Bittle believes between 10 and 17 per cent of annual suicides in Canada could be classified as work-related, representing a range of 400 to 800 fatalities each year.

Mara Grunau, executive director of the Centre for Suicide Prevention, agrees that while the links between work and mental health exist, proving it caused a person to take their life is difficult.

"In our culture, we spend hours and hours at work. And the way we feel about work, and the way we interact with the people at work, affects who we are," she said. "If work is a miserable place to be, it affects other aspects of our life."

And while there are "many contributing factors" that can lead a person to that point of desperation, Grunau says "the research would not bear out one big, bad thing that is going to absolutely cause somebody to die by suicide."

Cancer and disease

Ultimately, the study concludes that the single biggest category for underestimation relates to cancer and disease.

Currently, between 500 and 600 approved WCB claims nationwide are the result of occupational disease. But Bittle estimates a figure that is upward of 8,000 deaths.

Amendments to Prince Edward Island's Workers Compensation Act came into force just last week, giving firefighters presumptive coverage for certain types of cancers and illnesses. P.E.I. was last province to make these changes

Former General Electric worker Sue James has been fighting for compensation for hundreds of retired workers based in Peterborough, Ont., who suffer from what is alleged to be occupational disease. (CBC)

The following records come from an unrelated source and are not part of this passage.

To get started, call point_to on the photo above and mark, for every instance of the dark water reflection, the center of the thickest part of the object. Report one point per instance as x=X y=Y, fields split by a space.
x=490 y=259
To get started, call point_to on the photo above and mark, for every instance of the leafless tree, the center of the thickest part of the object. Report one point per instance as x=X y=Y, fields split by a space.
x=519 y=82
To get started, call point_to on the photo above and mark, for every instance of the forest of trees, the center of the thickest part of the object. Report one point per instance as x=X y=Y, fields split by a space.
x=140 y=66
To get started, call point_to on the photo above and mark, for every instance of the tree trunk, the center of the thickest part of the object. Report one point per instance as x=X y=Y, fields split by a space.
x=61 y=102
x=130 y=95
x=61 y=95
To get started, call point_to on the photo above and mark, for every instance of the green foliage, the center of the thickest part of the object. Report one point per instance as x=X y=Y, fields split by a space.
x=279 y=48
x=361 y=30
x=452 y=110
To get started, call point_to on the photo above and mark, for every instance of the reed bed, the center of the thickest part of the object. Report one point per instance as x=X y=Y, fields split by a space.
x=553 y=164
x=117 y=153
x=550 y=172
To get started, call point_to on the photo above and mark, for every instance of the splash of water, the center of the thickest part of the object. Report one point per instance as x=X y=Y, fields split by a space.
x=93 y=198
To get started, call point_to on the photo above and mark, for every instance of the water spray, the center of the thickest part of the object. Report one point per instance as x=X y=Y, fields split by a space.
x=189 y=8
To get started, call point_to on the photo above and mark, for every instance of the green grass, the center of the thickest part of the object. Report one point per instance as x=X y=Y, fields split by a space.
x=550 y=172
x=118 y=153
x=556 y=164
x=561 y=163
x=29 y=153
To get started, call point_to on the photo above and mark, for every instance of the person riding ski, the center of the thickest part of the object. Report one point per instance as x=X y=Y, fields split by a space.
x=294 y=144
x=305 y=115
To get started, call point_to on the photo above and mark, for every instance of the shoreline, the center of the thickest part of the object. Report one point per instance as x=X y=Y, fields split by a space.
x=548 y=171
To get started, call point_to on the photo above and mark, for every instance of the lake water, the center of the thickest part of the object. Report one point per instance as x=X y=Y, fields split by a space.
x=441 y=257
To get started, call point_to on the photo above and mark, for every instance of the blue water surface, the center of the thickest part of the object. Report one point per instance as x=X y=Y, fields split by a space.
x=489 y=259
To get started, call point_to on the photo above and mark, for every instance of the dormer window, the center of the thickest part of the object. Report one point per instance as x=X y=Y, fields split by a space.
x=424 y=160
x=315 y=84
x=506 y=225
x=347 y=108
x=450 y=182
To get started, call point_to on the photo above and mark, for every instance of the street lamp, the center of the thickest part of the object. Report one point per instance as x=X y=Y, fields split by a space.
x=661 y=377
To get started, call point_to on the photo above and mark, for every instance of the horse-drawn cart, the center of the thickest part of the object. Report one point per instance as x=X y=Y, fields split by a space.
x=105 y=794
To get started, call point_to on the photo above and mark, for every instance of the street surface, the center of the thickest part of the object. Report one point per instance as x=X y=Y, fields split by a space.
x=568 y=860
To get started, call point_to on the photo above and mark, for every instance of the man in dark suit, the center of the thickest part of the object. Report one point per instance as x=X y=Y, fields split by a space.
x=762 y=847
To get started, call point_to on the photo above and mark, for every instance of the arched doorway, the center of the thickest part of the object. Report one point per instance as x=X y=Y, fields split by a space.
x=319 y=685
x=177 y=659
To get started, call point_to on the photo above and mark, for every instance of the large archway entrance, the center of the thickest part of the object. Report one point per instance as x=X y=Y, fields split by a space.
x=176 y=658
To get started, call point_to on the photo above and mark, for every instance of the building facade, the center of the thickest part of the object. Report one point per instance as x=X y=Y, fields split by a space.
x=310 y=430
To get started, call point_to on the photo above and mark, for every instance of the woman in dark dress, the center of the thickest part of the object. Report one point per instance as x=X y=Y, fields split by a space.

While firefighters' unions have been successful in their lobbying, other employer groups have not.

Former General Electric worker Sue James has been fighting for compensation for hundreds of retired workers based in Peterborough, Ont., who suffer from what is alleged to be occupational disease due in large part to repeated exposure to industrial chemicals. Her father died of cancer following three decades of working in that plant.

James has successfully lobbied the Ontario government to reopen hundreds of previously denied WSIB claims.

"The burden of proof is so high. I mean, you almost have to have swam in a vat of trichloroethylene or in asbestos in order to get claims. So there's been a huge resistance … to believe what we're trying to say happened there," she said.

Bittle says his report didn't seek to address how to better gather data, as the objective was to clearly lay out the issue of under-reported workplace deaths.

"What we do say is that, at the very least, there is a leadership role that the federal government could and should take in order to initiate discussions on this very topic."

Employment and Social Development Canada agrees that better data collection is needed and said some initiatives are already underway.

"The Labour Program is … currently funding a research study that looks at illnesses prevalent in workers in the federal jurisdiction, as well as engaging in exploratory work with Statistics Canada's labour statistics directorate on further workplace injury data," said a spokesperson for the federal department.